FT columnist John Kay’s recent critique of the concept of scientific consensus (Science is the pursuit of the truth, not consensus, John Kay, Financial Times, October 9 2007) [shared bookmark (404)] (in response to a Michael Schrage’s article Science must be more political, Financial Times, September 25 2007) has prompted a number letters to the paper.
Prof E. Brian Davies, of King’s College London, is correct that one may need to act on science that is less than certain (Letters One cannot wait for total certainty, October 16 ) – because science is never certain. People who look for certainty in science are as naive as those who believe that scientific insight maps directly to a particular policy action.
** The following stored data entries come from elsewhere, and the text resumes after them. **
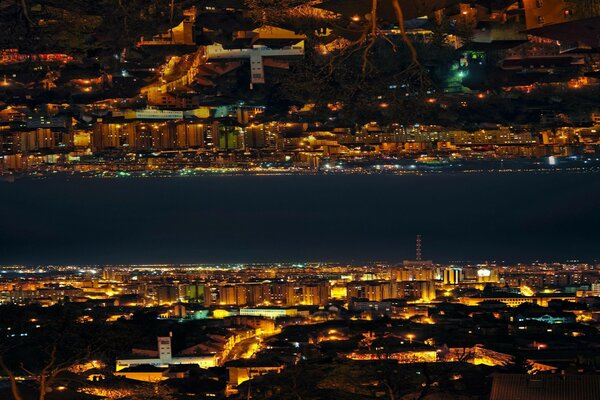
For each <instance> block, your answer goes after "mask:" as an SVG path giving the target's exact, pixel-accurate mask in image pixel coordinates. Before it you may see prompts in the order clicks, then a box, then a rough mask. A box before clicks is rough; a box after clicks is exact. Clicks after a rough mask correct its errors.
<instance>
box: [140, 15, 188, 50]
mask: <svg viewBox="0 0 600 400" xmlns="http://www.w3.org/2000/svg"><path fill="white" fill-rule="evenodd" d="M183 16H184V19H183V21H181V23H180V24H179V25H177V26H176V27H174V28H171V29H169V31H168V32H166V33H162V34H160V35H156V36H153V37H152V38H150V39H145V38H144V37H142V38H141V39H140V41H139V42H138V44H137V45H138V46H166V45H183V46H195V45H196V41H195V37H194V23H195V22H196V8H195V7H192V8H191V9H188V10H185V11H184V12H183Z"/></svg>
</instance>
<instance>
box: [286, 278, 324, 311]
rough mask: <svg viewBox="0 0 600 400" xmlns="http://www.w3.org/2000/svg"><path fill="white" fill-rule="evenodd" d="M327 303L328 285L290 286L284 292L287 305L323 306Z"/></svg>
mask: <svg viewBox="0 0 600 400" xmlns="http://www.w3.org/2000/svg"><path fill="white" fill-rule="evenodd" d="M328 301H329V283H327V282H320V283H315V284H302V285H294V284H290V285H288V287H287V291H286V303H287V305H290V306H294V305H325V304H327V302H328Z"/></svg>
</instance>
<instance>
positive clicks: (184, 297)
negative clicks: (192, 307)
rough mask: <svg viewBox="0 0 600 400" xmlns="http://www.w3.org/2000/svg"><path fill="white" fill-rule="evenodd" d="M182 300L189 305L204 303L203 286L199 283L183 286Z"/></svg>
mask: <svg viewBox="0 0 600 400" xmlns="http://www.w3.org/2000/svg"><path fill="white" fill-rule="evenodd" d="M182 289H183V290H182V292H183V293H184V298H185V300H186V301H188V302H190V303H204V290H205V286H204V285H203V284H200V283H193V284H187V285H183V287H182Z"/></svg>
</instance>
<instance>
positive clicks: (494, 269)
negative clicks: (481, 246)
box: [477, 268, 500, 283]
mask: <svg viewBox="0 0 600 400" xmlns="http://www.w3.org/2000/svg"><path fill="white" fill-rule="evenodd" d="M499 280H500V279H499V277H498V270H497V269H495V268H492V269H489V268H481V269H478V270H477V282H480V283H496V282H499Z"/></svg>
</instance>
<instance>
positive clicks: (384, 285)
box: [347, 281, 397, 301]
mask: <svg viewBox="0 0 600 400" xmlns="http://www.w3.org/2000/svg"><path fill="white" fill-rule="evenodd" d="M347 292H348V299H352V298H357V299H367V300H370V301H381V300H384V299H392V298H396V297H397V294H396V284H395V282H381V281H355V282H350V283H349V284H348V285H347Z"/></svg>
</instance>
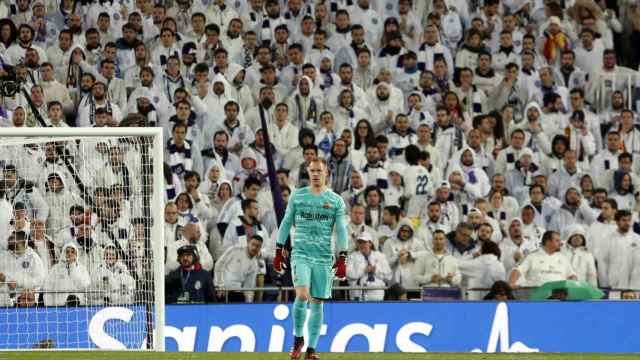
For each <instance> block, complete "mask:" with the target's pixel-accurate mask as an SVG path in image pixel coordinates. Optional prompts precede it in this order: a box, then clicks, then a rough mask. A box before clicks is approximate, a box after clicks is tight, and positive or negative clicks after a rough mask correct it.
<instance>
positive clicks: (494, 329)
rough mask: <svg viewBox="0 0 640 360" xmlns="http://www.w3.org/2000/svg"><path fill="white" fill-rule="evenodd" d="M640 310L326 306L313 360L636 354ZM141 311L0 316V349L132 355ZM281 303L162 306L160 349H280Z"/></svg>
mask: <svg viewBox="0 0 640 360" xmlns="http://www.w3.org/2000/svg"><path fill="white" fill-rule="evenodd" d="M639 312H640V302H635V301H632V302H622V301H618V302H614V301H601V302H509V303H493V302H408V303H407V302H405V303H328V304H325V316H324V324H323V328H322V331H321V334H322V336H321V337H320V340H319V343H318V350H319V351H321V352H328V351H332V352H343V351H356V352H398V351H403V352H471V351H473V352H538V351H539V352H627V353H629V352H640V341H638V340H637V337H638V334H640V322H638V321H637V317H638V314H639ZM144 316H145V313H144V311H143V309H142V308H139V307H128V308H127V307H112V308H79V309H65V308H55V311H52V308H48V309H40V310H33V309H15V308H13V309H0V349H3V348H4V349H6V348H16V347H32V346H33V345H34V344H35V343H37V342H39V341H42V340H44V339H50V340H52V341H54V342H55V344H56V346H57V347H58V348H86V347H93V348H103V349H104V348H110V349H123V348H140V347H142V346H143V341H144V333H145V321H144V319H145V318H144ZM291 332H292V324H291V312H290V307H289V306H288V305H282V304H247V305H244V304H243V305H170V306H167V308H166V326H165V336H166V350H167V351H197V352H203V351H258V352H266V351H276V352H281V351H287V350H288V349H289V348H290V346H291V343H292V338H291Z"/></svg>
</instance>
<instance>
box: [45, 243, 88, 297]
mask: <svg viewBox="0 0 640 360" xmlns="http://www.w3.org/2000/svg"><path fill="white" fill-rule="evenodd" d="M69 247H72V248H75V249H76V253H77V252H78V249H77V248H76V246H75V245H73V244H66V245H65V246H63V248H62V255H61V256H62V257H65V260H62V261H60V262H59V263H58V264H56V265H55V266H54V267H53V268H52V269H51V271H50V272H49V275H48V276H47V279H46V280H45V282H44V290H45V291H60V292H61V293H45V294H44V304H45V306H64V305H65V303H66V302H67V298H68V297H69V296H71V295H73V296H76V297H77V298H78V299H79V300H80V304H83V305H84V304H86V302H85V294H84V291H85V290H86V289H87V288H88V287H89V284H90V283H91V279H90V278H89V272H88V271H87V268H85V267H84V265H82V264H80V263H79V262H78V261H74V262H73V263H71V264H70V263H69V262H68V261H67V260H66V249H67V248H69Z"/></svg>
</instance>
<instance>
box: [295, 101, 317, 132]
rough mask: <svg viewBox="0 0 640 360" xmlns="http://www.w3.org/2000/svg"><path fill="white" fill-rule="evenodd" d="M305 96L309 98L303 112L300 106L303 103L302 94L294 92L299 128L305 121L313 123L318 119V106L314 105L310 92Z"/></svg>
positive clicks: (314, 102)
mask: <svg viewBox="0 0 640 360" xmlns="http://www.w3.org/2000/svg"><path fill="white" fill-rule="evenodd" d="M306 97H308V98H309V107H308V108H307V109H306V110H307V111H306V114H305V111H304V109H303V108H302V106H303V105H304V103H305V102H304V101H303V99H302V96H301V95H300V94H296V96H295V100H296V106H297V107H298V124H299V128H300V129H302V128H304V127H305V126H304V125H305V123H306V122H307V121H309V120H311V121H313V123H314V124H315V123H317V122H318V119H317V113H318V108H317V105H316V101H315V99H314V98H313V97H312V96H311V94H309V95H308V96H306Z"/></svg>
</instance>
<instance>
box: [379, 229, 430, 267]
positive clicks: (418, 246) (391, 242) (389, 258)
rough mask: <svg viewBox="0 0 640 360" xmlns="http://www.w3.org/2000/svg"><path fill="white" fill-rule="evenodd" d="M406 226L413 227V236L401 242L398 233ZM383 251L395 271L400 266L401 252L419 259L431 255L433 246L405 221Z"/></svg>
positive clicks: (396, 232)
mask: <svg viewBox="0 0 640 360" xmlns="http://www.w3.org/2000/svg"><path fill="white" fill-rule="evenodd" d="M404 225H409V226H411V229H412V230H413V236H412V237H411V238H410V239H409V240H406V241H400V240H399V239H398V232H399V231H400V228H401V227H402V226H404ZM382 250H383V252H384V255H385V256H386V258H387V261H388V262H389V265H390V266H391V268H392V269H393V270H394V271H395V270H396V268H397V267H398V265H399V262H398V255H399V254H400V251H401V250H408V251H409V252H410V253H411V257H412V258H414V259H417V258H418V257H420V256H423V255H426V254H430V253H431V246H430V244H427V242H426V241H425V239H424V238H422V237H421V236H419V234H418V232H417V231H416V230H415V229H414V227H413V226H412V225H411V223H410V222H409V221H408V220H406V219H403V220H401V221H400V223H399V224H398V227H396V231H395V234H394V236H393V238H391V239H389V240H387V241H385V243H384V246H383V249H382Z"/></svg>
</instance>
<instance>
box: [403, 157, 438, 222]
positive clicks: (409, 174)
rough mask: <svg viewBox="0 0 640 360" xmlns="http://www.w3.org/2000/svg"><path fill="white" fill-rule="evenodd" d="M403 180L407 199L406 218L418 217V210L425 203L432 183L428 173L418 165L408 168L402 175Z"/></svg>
mask: <svg viewBox="0 0 640 360" xmlns="http://www.w3.org/2000/svg"><path fill="white" fill-rule="evenodd" d="M402 177H403V179H404V184H405V186H404V196H405V197H406V198H408V199H409V203H408V205H407V216H408V217H418V216H420V209H421V207H424V205H425V204H426V203H427V200H428V197H429V194H431V186H432V181H431V178H430V176H429V171H428V170H427V169H426V168H425V167H424V166H420V165H412V166H408V167H407V168H406V170H405V171H404V173H403V174H402Z"/></svg>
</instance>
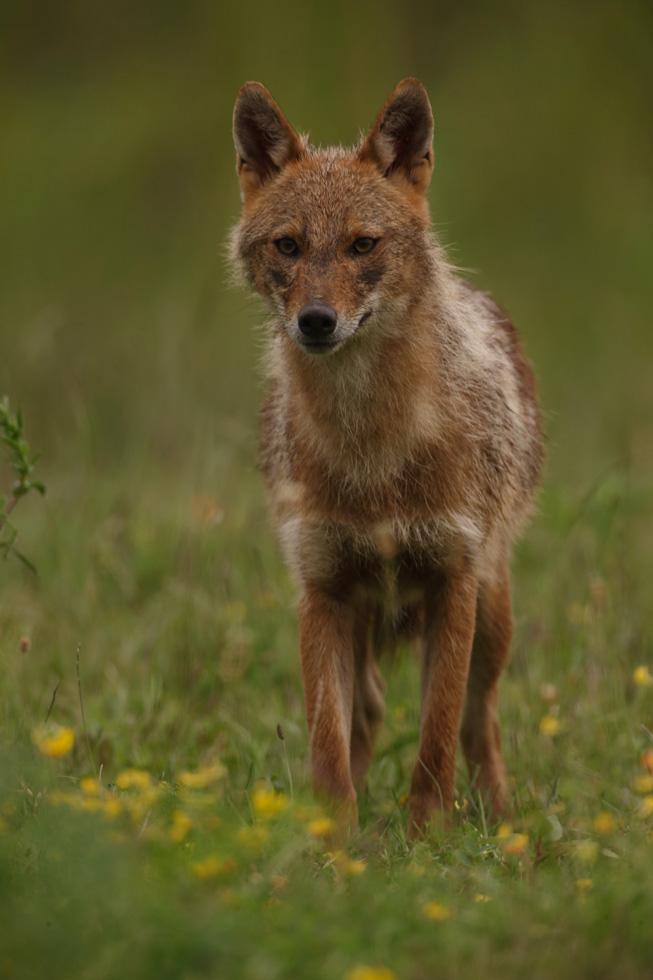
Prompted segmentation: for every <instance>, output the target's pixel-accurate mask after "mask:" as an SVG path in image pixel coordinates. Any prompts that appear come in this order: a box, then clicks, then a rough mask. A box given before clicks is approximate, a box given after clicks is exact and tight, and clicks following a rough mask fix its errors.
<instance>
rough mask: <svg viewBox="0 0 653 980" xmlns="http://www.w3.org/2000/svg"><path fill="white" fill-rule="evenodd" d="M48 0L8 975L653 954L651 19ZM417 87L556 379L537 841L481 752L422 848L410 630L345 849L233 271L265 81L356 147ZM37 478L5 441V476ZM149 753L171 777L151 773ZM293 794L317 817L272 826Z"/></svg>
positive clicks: (16, 53) (4, 284) (475, 258)
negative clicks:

Prof Davies notes that “the Royal Society advises the public and the government about what it considers is likely to happen if some course of action is, or is not, taken”, and Royal Society Vice-President David Read argues that a scientist’s role should be “analysing the best evidence available and presenting that to inform the policy debate” (Letters Scientists will inform – and will not retreat to their labs, October 15 ). But more naive thinking slips into disingenuous action when we are ordered to adopt a policy, such as reducing individual energy consumption, because it is mandated by ‘the science’.
The appropriate approach is, as Kay suggests, for scientists to focus on evidence, and to debate in good faith; for policy-makers to pursue the “calm, civil, even-handed analysis” noted in Clive Crook’s review of Bjorn Lomborg’s new book (An inconvenient Danish pasting, Financial Times, October 15 ); and for everyone to steer clear of the misanthropy that informs so many climate change activists.